Researchers [Christian Holz] and [Marius Knaust] have come up with a cool new way to authenticate you to virtually any touchscreen device. This clever idea couples a biometric sensor and low-data-rate transmitter in a wearable wrist strap that talks to the touch screen by electrifying you.
Specifically the strap has electrodes that couple a 50V, 150kHz signal through your finger, to the touchscreen. The touchscreen picks up both your finger’s location through normal capacitive-sensing methods and the background signal that’s transmitted by the “watch”. This background signal is modulated on and off, transmitting your biometric data.
The biometric data itself is the impedance through your wrist from one electrode to another. With multiple electrodes encircling your wrist, they end up with something like a CAT scan of your wrist’s resistance.
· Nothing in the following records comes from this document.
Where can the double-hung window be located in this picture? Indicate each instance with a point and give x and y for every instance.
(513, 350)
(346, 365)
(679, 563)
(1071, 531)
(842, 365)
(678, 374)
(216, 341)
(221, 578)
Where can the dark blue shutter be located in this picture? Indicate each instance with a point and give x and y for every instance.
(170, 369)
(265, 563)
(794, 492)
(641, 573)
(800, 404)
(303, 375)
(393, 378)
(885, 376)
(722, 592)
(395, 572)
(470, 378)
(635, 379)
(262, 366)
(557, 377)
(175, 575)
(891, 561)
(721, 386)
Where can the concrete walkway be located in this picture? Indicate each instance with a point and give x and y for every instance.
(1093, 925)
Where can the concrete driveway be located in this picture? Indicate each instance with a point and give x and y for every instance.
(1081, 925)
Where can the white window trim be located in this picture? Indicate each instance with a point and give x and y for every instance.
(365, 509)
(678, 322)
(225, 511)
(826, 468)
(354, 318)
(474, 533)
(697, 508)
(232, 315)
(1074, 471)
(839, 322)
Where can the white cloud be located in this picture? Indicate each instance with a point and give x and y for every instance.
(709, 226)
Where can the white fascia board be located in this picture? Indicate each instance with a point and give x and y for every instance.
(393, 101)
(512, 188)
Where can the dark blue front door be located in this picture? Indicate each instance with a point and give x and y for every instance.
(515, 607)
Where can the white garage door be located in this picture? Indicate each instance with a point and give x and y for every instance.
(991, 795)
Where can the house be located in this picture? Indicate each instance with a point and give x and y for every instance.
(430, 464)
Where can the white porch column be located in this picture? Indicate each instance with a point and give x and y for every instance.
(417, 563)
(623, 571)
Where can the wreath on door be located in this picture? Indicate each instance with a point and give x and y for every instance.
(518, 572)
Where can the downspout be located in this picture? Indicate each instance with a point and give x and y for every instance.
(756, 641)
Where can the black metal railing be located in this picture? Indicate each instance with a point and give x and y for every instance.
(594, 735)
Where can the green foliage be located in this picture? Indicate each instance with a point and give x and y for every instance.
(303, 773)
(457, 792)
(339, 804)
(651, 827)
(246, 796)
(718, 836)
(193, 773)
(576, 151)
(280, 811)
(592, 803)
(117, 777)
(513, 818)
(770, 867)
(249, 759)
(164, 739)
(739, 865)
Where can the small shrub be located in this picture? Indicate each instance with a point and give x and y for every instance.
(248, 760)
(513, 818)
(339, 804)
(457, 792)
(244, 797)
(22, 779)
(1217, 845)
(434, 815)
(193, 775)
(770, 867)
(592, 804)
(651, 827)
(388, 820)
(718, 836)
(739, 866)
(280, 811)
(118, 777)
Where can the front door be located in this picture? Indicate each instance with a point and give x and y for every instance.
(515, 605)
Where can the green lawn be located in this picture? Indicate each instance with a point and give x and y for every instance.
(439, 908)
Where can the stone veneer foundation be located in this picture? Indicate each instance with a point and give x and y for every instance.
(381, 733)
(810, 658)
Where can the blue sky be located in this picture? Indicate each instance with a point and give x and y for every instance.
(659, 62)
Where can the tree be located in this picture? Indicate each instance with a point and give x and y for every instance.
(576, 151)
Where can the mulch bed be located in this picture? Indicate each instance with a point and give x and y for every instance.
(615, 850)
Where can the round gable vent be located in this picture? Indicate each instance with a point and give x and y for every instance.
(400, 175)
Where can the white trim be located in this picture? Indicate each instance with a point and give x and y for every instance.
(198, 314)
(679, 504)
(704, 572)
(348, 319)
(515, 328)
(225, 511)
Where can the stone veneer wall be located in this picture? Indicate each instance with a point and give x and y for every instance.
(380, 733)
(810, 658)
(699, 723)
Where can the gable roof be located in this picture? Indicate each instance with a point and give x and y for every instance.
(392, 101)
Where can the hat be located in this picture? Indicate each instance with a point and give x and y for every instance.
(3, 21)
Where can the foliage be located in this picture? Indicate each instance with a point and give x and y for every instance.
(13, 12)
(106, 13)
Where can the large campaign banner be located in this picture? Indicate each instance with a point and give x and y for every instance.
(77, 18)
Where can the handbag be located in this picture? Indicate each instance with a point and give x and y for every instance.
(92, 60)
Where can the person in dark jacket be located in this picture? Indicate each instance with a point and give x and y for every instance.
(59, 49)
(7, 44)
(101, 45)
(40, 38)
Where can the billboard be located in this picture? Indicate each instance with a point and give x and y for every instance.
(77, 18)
Apparently this is unique enough to be used as a biometric identifier. (We’re surprised.)
The biggest limitation of this technology for authentication, in our mind, is that the “watch” can only transmit around twelve bits per second due to the relatively slow update speed of the touchscreen, which isn’t designed for this at all. Assuming that you’d want a fairly long key for security reasons, we’re afraid that you’ll be sitting there with your finger on the screen for quite a while. The researchers present a cool workaround, though. They ran a second test with an ECG electrode to the screen, run into the tablet’s sound card, and got significantly higher data-rates. (There’s also Bluetooth.)
Anyway, we think the idea of encoding user data in the background of a touch signal by electrifying your finger is pretty neat. We see more potential for fun with this device. For instance, you can have multiplayer touch-screen games where the tablet can tell who’s touching it where.
Here’s a direct link to their paper on the technique.
not new at all, in fact PAN networks work like this. Thad Starner the father of the Wearable computer at MIT came up with this system to communicate from person to person from a handshake to share contact information. Meet a new client, shake their hand and you have their electronic business card in your phone, and they have yours.
Details and his paper were published on this back in 1993 and it worked very much like the EEG->soundcard setup described.
Disney did something similar, but without extra hardware. They used the freqency response of the fingers to distinguish persons. http://www.disneyresearch.com/project/capacitive-fingerprinting/
Well, now we must wait for a Kickstarter project for OTP Auth Watch + app, which transmits your OTP pincode to device while you draw unlocking curve. 12 bits per second, for 4 digit pin means less then 10 seconds required. Also, probably more secure then fingerprint.